La espiritualidad está relacionada con la pregunta por el Yo, por el sentido de la vida, es una dimensión ontológica del ser humano. Es la comprobación de que el hombre es cuerpo pero mucho más que cuerpo, es la representación más cabal de nuestra dimensión trascendente. Por ella el hombre se descubre como ser en relación consigo mismo, con los otros, con la naturaleza y con lo trascendente o divino.

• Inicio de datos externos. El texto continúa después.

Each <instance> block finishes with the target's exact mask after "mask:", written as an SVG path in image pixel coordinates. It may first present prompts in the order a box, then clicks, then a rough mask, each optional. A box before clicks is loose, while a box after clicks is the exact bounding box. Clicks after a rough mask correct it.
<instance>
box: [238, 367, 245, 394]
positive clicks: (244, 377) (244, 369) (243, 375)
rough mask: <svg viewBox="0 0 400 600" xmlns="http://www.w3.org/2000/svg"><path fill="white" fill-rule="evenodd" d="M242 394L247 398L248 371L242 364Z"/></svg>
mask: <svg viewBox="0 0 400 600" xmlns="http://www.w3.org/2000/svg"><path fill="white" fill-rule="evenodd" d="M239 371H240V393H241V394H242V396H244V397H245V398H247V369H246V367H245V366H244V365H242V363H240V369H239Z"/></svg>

La espiritualidad les otorga sentido a las distintas manifestaciones religiosas.

Posee una enorme carga simbólica, por ello el arte es fundamental para la expresión de esta dimensión humana, es así que la pintura, la escultura, la música, la literatura, la danza, etc. poseen una enorme carga espiritual que permite al hombre adentrarse en su mundo interior para descubrir su propio camino.

Pero también la relación con el otro distinto, con el que desafía el propio punto de vista y la manera de vivir, con ese que ayuda al hombre a descubrirse. La relación con la naturaleza, la comprensión de que el consumo rompe con esa armonía y, finalmente, las distintas formas de relacionarse con lo divino, conforman aspectos de la dimensión espiritual.

Veo que el cultivo de esta dimensión ha llevado a esos jóvenes a plantearse un año de servicio gratuito en favor de los necesitados y veo también que los hace personas alegres, optimistas y entusiastas. ¿Cuándo empezaremos a educar verdaderamente lo espiritual en la escuela?